Casa circondariale di Sassari – Bancali “Giovanni Bachiddu” – 26/05/2023

Si annota lo svolgimento di un corso di mediazione penale.

In conclusione, a parere di chi scrive, lo sfidante cammino da percorrere è quello di riconoscere alla giustizia riparativa ciò che è, salvo, altrimenti, trasformarla in un contenitore dai contorni sempre più indefiniti e incandescenti.

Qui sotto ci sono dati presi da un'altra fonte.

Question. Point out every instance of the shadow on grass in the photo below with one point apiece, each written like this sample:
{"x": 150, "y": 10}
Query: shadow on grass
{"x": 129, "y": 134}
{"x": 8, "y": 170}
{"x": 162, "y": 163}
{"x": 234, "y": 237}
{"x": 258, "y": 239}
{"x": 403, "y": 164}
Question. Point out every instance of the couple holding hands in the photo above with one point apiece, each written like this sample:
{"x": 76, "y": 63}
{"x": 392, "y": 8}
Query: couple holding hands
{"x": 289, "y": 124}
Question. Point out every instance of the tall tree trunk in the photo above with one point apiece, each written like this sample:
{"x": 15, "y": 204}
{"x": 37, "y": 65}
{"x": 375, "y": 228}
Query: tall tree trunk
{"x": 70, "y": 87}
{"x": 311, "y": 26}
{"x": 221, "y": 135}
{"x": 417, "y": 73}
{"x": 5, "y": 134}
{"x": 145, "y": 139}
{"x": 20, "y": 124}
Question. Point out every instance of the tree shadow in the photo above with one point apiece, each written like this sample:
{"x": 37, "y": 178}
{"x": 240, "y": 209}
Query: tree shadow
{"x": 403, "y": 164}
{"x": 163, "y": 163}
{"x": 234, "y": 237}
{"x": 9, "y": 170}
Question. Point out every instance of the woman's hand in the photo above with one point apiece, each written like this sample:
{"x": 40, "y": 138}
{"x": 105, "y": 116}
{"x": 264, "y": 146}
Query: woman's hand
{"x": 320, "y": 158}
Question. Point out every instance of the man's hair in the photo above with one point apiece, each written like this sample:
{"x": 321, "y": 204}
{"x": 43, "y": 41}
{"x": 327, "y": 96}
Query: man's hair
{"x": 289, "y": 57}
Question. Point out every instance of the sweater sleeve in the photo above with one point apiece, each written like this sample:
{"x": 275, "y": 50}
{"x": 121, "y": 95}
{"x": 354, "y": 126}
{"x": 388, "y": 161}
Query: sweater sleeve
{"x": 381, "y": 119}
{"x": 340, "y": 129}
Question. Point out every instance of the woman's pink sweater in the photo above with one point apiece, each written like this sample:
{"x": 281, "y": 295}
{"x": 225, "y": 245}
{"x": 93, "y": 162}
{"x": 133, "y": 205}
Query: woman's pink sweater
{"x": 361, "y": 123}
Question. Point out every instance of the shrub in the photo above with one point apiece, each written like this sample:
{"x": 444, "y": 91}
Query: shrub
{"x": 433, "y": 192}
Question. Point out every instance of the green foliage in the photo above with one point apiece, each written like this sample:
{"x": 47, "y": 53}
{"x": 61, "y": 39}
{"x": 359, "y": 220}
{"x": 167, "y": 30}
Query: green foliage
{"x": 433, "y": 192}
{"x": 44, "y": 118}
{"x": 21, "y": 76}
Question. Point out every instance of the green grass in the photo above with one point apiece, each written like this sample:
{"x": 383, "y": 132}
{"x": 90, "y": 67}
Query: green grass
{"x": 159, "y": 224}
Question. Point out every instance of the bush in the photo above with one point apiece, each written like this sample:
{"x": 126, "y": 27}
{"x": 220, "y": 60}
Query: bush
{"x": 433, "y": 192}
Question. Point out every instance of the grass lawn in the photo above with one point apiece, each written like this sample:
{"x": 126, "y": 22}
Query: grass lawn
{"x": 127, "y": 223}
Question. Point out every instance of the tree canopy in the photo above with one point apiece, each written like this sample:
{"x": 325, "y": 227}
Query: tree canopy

Un tale pericolo, forse, è ancor più vivo nella fase dell’esecuzione della pena, da sempre ricca di iniziative “trattamentali” spesso solo occasionali, che rischiano di condurre la giustizia riparativa fuori dal solco scavato dalla disciplina organica. Occorre, dunque, fare tesoro delle riflessioni e delle esperienze ammiraglie e riconoscere quello spazio istituzionale di ascolto, dialogo e incontro che costituisce la radice semantica della giustizia riparativa.

References

References
1 Si tratta di un caso del 1974 in cui una coppia di adolescenti compiono diversi atti di vandalismo e due educatori, Mark Yantzi e Dean E. Peachey, propongono al giudice un programma di incontri tra i due giovani e le famiglie colpite dai danneggiamenti.
2 Cit. C. Mazzucato, Consenso alle norme e prevenzione dei reati. Studi sul sistema sanzionatorio penale, Aracne, Roma, 2005, p. 167.
3 Cit. T. Greco, Curare il mondo con Simone Weil, Laterza, Roma-Bari, 2023, p. 56.